Although he has attended countless Anfield fixtures down the years, Terry's experience of matchday has been vastly different to that of the 45,000 supporters who have turned up to cheer their team on.
“I don’t watch the football, I watch how the pitch is playing.” he laughs.
“If I’m looking at a football match or there’s a game on TV, I look at the pitch and how it’s presented first because you can have a bad pitch that’s presented well, then I look at the bobble on the ball. I can tell everything from how it’s mowed and the colouring of the grass. I’m not going to change because it’s in your eyes! It’s that inbuilt ability.
“The supporters wouldn’t realise how much work goes into preparing a pitch for a game. You have to spike a pitch if you’re expecting rain or put the undersoil heating on. Growing lights have to achieve a certain amount of hours, the fertilizer has to go on to make the lights work and then you might get a fungal disease. It’s all forward planning and we’re looking at the correct window to get things done.

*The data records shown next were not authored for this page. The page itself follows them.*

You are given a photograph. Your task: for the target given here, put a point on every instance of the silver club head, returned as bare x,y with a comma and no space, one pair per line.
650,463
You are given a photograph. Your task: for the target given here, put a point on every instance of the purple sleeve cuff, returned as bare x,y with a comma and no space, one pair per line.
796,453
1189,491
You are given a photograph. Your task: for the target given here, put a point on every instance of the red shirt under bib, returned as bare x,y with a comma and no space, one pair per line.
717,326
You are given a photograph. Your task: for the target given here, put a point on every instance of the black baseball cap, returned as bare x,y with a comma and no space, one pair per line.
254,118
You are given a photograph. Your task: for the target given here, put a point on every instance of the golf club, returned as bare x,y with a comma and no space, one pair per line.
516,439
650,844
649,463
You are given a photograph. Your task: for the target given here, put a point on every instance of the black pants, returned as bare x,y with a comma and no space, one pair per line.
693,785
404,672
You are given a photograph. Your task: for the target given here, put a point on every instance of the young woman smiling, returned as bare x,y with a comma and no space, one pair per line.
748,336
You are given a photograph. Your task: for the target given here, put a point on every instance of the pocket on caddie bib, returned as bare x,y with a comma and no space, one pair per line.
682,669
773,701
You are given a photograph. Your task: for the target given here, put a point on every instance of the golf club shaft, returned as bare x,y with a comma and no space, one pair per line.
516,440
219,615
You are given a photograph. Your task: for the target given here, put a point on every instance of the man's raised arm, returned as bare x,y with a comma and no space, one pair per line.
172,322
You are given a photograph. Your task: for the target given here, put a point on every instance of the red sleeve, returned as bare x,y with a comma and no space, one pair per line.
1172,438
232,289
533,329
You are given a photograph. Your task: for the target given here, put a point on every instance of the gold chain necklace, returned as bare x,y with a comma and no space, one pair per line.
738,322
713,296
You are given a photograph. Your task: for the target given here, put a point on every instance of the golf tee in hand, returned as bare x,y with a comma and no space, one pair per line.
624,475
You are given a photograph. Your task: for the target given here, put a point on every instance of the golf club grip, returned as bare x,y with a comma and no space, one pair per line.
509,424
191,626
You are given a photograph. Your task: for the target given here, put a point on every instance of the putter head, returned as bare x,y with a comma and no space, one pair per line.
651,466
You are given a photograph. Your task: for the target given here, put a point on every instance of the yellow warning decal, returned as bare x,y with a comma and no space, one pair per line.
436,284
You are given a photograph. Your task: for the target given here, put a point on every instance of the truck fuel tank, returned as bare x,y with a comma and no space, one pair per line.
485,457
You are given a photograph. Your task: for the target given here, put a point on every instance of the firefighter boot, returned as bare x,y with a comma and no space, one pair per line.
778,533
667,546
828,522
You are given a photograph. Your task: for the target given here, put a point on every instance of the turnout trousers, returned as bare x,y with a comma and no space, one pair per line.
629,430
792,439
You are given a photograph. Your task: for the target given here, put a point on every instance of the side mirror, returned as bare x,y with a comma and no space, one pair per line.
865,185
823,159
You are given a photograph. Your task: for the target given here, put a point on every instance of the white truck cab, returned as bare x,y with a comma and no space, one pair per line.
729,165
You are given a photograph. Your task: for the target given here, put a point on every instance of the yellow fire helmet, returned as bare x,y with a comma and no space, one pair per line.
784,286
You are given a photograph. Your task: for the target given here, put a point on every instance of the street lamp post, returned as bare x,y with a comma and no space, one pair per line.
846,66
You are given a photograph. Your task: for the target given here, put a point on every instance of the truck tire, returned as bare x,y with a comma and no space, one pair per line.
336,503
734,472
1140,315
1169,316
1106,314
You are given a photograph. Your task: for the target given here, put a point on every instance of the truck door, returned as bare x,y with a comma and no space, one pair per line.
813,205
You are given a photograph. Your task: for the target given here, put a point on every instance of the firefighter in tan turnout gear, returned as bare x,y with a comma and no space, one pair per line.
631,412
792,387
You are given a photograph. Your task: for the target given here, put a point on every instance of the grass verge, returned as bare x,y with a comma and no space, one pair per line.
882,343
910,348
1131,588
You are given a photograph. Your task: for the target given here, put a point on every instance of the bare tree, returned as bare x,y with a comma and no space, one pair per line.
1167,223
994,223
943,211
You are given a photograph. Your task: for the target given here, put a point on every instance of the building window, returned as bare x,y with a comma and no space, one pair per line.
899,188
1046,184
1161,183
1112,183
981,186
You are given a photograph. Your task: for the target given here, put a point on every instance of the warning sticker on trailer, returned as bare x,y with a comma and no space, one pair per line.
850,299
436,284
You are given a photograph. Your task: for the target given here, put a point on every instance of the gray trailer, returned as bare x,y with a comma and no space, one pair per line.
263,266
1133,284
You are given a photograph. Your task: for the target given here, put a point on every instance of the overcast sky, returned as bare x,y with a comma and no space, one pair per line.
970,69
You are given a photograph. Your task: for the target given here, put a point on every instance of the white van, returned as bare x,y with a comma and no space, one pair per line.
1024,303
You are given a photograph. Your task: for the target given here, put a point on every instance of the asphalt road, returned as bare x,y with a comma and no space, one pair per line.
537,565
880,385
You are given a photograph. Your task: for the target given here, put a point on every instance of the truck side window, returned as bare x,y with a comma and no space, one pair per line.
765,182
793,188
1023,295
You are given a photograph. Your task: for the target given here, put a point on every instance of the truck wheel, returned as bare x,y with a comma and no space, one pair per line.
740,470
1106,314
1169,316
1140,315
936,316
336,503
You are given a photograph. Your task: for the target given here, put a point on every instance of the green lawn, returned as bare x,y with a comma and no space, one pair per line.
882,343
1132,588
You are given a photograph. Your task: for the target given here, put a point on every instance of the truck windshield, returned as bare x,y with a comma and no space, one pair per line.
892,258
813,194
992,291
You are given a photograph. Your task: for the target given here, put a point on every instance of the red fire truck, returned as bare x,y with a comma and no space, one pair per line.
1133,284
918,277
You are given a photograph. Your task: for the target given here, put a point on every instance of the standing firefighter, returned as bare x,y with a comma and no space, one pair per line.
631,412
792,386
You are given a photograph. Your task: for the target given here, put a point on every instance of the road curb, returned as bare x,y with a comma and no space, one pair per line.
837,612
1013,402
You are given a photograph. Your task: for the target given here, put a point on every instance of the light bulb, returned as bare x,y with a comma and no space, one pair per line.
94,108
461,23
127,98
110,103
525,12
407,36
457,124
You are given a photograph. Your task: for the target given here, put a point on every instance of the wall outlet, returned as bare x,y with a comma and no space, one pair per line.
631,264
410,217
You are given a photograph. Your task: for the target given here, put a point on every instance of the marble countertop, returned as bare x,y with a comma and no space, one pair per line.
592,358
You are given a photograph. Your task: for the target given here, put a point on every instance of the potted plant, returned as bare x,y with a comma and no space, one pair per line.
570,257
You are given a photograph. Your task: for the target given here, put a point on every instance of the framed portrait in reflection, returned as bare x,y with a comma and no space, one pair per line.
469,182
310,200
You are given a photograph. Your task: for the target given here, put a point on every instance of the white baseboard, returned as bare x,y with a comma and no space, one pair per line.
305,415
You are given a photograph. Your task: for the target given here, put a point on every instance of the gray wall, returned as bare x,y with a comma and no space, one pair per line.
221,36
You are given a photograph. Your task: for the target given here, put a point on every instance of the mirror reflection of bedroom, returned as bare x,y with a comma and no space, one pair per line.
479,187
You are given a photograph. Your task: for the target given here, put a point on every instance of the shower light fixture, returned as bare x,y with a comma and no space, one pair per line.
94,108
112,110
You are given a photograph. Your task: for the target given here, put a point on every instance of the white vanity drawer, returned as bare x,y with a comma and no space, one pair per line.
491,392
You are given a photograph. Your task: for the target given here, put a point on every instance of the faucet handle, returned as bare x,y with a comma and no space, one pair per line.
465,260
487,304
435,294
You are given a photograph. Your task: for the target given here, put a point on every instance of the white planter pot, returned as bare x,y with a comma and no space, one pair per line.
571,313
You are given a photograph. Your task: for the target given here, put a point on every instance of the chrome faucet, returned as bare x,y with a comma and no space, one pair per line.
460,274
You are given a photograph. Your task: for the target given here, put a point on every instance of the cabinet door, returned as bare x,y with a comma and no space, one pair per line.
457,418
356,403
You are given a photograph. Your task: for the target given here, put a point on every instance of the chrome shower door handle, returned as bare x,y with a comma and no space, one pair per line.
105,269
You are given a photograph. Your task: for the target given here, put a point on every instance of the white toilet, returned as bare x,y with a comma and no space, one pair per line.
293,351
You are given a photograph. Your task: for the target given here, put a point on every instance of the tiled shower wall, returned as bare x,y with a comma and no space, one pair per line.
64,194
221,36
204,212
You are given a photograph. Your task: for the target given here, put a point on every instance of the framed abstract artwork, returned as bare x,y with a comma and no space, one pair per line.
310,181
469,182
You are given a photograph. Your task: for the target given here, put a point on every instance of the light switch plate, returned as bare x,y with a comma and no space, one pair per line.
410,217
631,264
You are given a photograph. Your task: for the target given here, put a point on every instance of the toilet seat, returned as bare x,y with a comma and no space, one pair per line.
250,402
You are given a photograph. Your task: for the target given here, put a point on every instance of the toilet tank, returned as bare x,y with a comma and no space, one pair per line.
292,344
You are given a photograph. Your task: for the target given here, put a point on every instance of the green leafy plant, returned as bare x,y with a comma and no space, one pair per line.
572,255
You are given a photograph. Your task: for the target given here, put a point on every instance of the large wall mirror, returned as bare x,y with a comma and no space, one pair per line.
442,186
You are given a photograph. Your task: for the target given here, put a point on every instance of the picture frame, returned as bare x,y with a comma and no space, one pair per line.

“It’s like a play, you do many things before if a game is on the Saturday. It slowly comes together throughout the week. It’s clockwork as you do things systematically. We all know what to do and the team works together.”
Forsyth believes that the playing surfaces remain in safe hands as he passes the reins onto his staff, who have been brought up on the same principles as he has.
“My staff are excellent,” he says. “I couldn’t have wished for three better heads of departments underneath me. My men like to achieve the correct standard. They will prepare a pitch as it’s required and they would get it done.
“I’m extremely proud [of what I do] but like all the qualifications that come to the club it’s not just one man. It’s like the footballers, it’s a team. I just gather all the loose ends together of all the different men and just present a team. It’s a team effort.
“They’ve been taught ‘The Liverpool Way’ like I was, so maybe that’s the correct way. The standard is perfect.
“‘The Liverpool Way’ is the compassion in your heart to work to the highest ability and achievement that you can and always perform and do your best.”